RuntimeError: CUDA out of memory. Tried to allocate 374.00 MiB (GPU 0; 15.90 GiB total capacity; 15.09 GiB already allocated; 49.88 MiB free; 15.20 GiB reserved in total by PyTorch)

I am facing the above error while training my encoder decoder model does anyone have a solution
My process look like this

  • Data-loader converts a batch of the dataset and returns tensors
  • Tensors loaded to GPU using tensor_variable_name.to(device) fed to the forward pass of the net which returns outputs
  • The forward pass outputs are collected inside a train_batch function in which net.forward(input_tensors....) is called followed by the loss computation
  • opt.zero_grad() is called
  • loss.backward() is called
  • and finally opt.step()

After the entire training process is completed the tensor_variable_name doesn’t exist due to functionalized implementation so i cant use
del tensor_variable_name to clear GPU memory
and torch.cuda.empty_cache() is not clearing the allocated memory.
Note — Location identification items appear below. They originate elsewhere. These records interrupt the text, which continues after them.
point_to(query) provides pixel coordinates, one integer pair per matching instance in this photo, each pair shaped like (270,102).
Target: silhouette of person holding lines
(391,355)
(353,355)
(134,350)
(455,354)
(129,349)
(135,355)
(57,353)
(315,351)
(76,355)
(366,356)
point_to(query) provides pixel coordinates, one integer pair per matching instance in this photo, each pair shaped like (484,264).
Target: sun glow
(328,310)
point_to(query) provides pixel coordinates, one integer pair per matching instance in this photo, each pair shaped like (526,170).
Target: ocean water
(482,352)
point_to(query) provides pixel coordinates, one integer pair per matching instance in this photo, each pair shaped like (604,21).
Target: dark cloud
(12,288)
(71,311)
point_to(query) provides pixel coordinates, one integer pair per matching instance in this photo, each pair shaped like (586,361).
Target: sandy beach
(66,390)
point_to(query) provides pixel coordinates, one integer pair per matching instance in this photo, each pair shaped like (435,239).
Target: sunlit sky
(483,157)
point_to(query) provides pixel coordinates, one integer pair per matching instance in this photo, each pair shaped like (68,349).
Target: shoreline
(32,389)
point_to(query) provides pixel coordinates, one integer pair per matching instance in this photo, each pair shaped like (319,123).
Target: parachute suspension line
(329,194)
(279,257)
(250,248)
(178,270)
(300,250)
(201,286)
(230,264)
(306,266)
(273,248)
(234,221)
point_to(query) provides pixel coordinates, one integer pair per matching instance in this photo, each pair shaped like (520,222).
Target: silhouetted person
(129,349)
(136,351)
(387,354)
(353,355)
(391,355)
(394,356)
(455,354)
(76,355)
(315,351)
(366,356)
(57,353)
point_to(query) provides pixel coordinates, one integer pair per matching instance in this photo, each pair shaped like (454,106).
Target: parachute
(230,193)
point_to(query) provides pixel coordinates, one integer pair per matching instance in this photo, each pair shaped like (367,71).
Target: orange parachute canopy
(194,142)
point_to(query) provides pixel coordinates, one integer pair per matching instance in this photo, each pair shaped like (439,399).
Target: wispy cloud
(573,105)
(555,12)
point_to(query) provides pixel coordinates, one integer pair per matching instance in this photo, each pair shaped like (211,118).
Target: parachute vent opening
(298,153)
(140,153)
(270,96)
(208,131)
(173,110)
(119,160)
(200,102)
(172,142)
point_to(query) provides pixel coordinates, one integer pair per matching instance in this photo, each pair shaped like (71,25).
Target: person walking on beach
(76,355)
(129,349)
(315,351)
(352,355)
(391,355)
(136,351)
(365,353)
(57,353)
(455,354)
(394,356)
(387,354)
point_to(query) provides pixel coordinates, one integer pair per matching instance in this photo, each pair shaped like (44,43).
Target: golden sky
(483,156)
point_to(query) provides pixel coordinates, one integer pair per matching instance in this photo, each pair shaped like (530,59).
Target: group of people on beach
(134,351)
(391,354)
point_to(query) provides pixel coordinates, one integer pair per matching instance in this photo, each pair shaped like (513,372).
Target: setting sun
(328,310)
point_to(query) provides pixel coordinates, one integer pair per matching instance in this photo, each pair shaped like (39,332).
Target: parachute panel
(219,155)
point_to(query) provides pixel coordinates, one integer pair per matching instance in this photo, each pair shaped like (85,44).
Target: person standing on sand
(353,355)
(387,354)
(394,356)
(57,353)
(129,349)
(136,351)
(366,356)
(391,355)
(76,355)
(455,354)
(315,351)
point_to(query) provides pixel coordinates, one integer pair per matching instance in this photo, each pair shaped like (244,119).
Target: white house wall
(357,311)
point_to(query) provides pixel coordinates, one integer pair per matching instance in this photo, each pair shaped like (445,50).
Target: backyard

I am assuming but not sure -> ( According to me the last network graph that is created when the last batch is trained is still stored in the cuda device. Is there anyway to clear the created graph)
I cant find any variable still stored in memory using dir()

Please help the only solution i found is restarting the session again

If you’re facing MemoryError in the first attempt, then you need to reduce the memory. (Refer this).

Another possible situation for this error is when we committed once, and then stopped it in order to make a modification to the code. In this case, the memory gets allocated to each of the dynamic graphs, which you can release by restarting the runtime.

It happens when the entire training is done Yup that’s what i am doing now restarting the runtime. Let me know if there is any other way or it may be a limitation of Pytorch.